Roland Hübscher

IDCC375
User Interface Design

Small Group Project for IDCC375

Groups

These groups are meant to have a good combination of skills and diverse backgrounds. The idea is that you learn from each other. Do not just use a divide-and-conquer approach and not talk to each other otherwise. At the end of the project, you both need to understand why and how you did it equally well.

Topic

How can you tell time on Bentley Campus? People use their watch or phone. The clock tower of the library does tell time but it's not teribly useful. Design a new, innovative solution so that people can use it to tell ``time.'' We'll talk more about the problem in class, including wy I put time in double quotation marks.

Normally, approaching this problem would require a lengthy, iterative design process with several phases, and we'll do exactly this in the larger group project. For this warm-up project, we'll keep it short. Each group will have to hand in the following:

  • Your final design marked as such and all intermediate sketches, doodles, notes, etc. that led to the final design. Order them according to creation date. Your sketches, etc. need to be hand drawn, not produced with some fancy software tool. The final design must be neat and clear. The others, well, they don't have to. But I want to see them anyway because the process matters!

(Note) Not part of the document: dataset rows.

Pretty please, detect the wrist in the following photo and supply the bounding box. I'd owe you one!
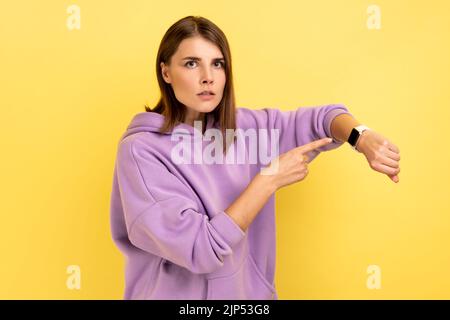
[255,172,278,197]
[355,129,369,153]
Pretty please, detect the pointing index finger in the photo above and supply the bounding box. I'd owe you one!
[297,138,333,153]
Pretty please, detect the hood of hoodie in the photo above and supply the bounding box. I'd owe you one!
[120,111,217,140]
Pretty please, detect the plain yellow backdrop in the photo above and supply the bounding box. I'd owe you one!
[0,0,450,299]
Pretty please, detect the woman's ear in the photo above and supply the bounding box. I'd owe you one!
[160,62,170,83]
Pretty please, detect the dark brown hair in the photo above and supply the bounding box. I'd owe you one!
[145,16,236,152]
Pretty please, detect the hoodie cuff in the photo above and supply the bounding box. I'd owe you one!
[209,211,245,247]
[323,105,352,144]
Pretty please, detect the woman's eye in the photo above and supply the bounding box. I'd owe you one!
[185,60,196,66]
[184,60,224,68]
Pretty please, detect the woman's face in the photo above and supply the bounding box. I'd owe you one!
[161,36,226,125]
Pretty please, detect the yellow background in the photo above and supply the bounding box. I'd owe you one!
[0,0,450,299]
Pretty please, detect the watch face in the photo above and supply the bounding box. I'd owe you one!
[347,128,359,147]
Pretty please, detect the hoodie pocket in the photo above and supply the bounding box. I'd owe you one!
[206,254,275,300]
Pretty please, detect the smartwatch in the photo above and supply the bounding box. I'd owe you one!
[347,125,370,152]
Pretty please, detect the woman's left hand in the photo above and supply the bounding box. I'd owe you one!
[356,129,400,183]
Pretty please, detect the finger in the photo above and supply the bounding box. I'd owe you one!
[296,138,333,153]
[375,163,400,176]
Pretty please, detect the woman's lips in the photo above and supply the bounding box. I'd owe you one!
[197,94,214,101]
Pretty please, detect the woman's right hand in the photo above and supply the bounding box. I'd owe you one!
[260,138,333,191]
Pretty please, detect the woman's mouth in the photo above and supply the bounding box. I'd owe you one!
[197,91,214,101]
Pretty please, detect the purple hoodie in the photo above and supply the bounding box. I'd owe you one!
[110,104,350,300]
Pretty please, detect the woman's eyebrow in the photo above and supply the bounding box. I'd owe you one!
[181,57,225,61]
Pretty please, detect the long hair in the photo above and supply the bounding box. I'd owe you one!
[145,16,236,152]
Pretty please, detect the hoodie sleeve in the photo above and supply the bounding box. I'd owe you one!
[117,136,245,273]
[238,104,351,161]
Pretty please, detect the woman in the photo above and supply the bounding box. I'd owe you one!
[111,16,400,299]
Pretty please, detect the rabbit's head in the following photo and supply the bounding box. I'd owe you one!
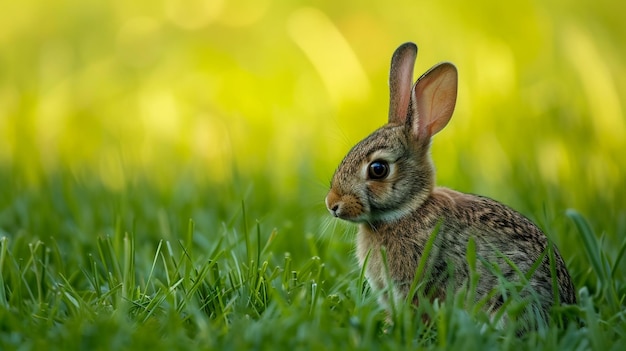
[326,43,457,223]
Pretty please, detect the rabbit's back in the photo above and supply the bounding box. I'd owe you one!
[357,188,576,313]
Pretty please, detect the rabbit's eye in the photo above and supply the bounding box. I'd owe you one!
[367,160,389,179]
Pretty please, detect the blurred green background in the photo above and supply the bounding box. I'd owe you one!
[0,0,626,246]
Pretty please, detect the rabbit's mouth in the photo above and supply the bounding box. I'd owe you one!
[325,189,367,222]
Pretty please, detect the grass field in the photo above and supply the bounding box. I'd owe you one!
[0,0,626,351]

  • Write a report (this part with some software tool, please) including the following parts. Use the same order and same headings, please.

    Need
    Describe the need for your product and your target group. Make the case that there is a market for your product.

    Analysis
    Analyze the functionality (what tasks does your solution support), the users (your target population) and context in which they are going to use it. Be detailed but avoid being unnecessarily verbose. Focus on those characteristics that are relevant for your design problem.

    Criteria
    Spell out clearly and explicitly what criteria you are using to evaluate your intermediate and final designs. Saying "it must be easy to use" is useless. Be more specific. If the criteria are not measurable, they are useless. That is, you can't just say over and over in a loud voice "mine's better."

    Design alternatives
    Briefly describe your designs (you had some alternatives in mind) and how they stack up given your criteria.

    Final design
    Evaluate your final design. What has worked out well? Where are still some problems?